The phrase "the right of the people" or some variation of it appears repeatedly in the Bill of Rights, and nowhere does it actually mean "the right of the government." When the Bill of Rights was written and adopted, the rights that mattered politically were of one sort--an individual's, or a minority's, right to be free from interference from the state. Today, rights are most often thought of as an entitlement to receive something from the state, as opposed to a freedom from interference by the state. The Second Amendment is, in our view, clearly a right of the latter sort………..

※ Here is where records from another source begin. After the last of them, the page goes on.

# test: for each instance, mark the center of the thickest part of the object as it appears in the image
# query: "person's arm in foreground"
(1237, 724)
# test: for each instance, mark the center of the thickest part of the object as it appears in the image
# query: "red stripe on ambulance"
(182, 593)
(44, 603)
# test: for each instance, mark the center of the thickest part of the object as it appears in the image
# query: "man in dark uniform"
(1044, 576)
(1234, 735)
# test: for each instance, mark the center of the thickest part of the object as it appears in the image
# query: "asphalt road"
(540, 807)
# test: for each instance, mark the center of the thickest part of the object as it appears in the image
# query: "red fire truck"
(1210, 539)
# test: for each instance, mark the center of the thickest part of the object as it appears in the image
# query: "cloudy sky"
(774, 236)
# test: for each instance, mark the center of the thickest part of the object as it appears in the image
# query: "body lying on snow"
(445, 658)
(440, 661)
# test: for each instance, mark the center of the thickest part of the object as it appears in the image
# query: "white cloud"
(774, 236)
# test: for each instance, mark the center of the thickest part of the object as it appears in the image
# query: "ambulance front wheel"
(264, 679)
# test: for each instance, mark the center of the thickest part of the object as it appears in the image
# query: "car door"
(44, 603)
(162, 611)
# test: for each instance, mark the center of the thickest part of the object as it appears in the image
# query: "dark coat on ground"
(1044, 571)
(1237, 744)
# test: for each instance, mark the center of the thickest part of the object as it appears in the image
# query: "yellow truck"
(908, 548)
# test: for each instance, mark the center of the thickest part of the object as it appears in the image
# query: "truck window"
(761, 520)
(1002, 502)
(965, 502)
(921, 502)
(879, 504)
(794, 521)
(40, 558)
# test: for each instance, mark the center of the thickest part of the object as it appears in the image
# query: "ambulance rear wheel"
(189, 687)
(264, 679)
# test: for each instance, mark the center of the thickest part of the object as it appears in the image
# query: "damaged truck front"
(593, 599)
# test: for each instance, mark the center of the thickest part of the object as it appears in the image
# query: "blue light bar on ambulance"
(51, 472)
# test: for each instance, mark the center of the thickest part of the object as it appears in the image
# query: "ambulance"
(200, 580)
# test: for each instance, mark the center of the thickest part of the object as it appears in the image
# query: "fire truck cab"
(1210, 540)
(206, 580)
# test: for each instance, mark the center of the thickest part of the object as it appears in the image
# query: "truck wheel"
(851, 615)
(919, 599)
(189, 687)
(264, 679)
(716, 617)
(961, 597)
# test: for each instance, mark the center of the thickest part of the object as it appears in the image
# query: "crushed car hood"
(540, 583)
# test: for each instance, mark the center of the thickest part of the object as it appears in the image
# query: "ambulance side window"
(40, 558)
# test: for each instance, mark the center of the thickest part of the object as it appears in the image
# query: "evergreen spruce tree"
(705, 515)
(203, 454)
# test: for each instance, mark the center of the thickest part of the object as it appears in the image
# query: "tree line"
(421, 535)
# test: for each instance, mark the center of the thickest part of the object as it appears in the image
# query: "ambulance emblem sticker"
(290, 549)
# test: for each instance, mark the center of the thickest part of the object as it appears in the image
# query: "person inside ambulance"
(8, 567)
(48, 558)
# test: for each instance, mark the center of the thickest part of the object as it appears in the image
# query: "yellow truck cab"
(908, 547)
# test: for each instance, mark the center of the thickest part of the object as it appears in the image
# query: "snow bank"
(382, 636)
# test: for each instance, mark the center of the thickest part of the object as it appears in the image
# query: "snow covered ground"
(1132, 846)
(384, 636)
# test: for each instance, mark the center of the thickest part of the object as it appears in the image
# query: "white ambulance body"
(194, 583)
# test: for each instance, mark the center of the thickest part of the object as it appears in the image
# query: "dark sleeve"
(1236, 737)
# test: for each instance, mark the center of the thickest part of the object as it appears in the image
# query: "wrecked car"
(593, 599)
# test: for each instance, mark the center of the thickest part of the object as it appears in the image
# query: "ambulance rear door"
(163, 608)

………It would seriously harm the Court's credibility if Justice Kennedy and the Court's liberal wing now turned around and declared the right "to keep and bear arms" a dead letter because it didn't comport with their current policy views on gun control. This potential contradiction may explain why no less a liberal legal theorist than Harvard's Laurence Tribe has come around to an "individual rights" understanding of the Second Amendment.
By the way, a victory for gun rights in Heller would not ban all gun regulation, any more than the Court's support for the First Amendment bars every restraint on free speech. The Supreme Court has allowed limits on speech inciting violence or disrupting civil order. In the same way, a judgment that the Second Amendment is an individual right could allow reasonable limits on gun use, such as to protect public safety.
Here's hoping the Justices will put aside today's gun control passions and look to the plain language of the Bill of Rights for instruction in this case, as Judge Silberman had the courage to do.
Just as a matter of interest lets have a look at what the 2nd says; "A well regulated Militia, being necessary to the security of a free State, the right of the people to keep and bear Arms, shall not be infringed."
The first part; “A well regulated Militia, being necessary to the security of a free State,” is essentially a preamble, basically nothing more than an introduction. It if anything reinforces what follows, by recognizing the right of the citizen to resist oppression and possess the means of doing so.
The second part is certainly clear in its intent however; “, the right of the people to keep and bear Arms, shall not be infringed.” There can be no argument as to what the draughters intended and that was that the state has no right to interfere with the right of people to keep and bear arms. Its that simple.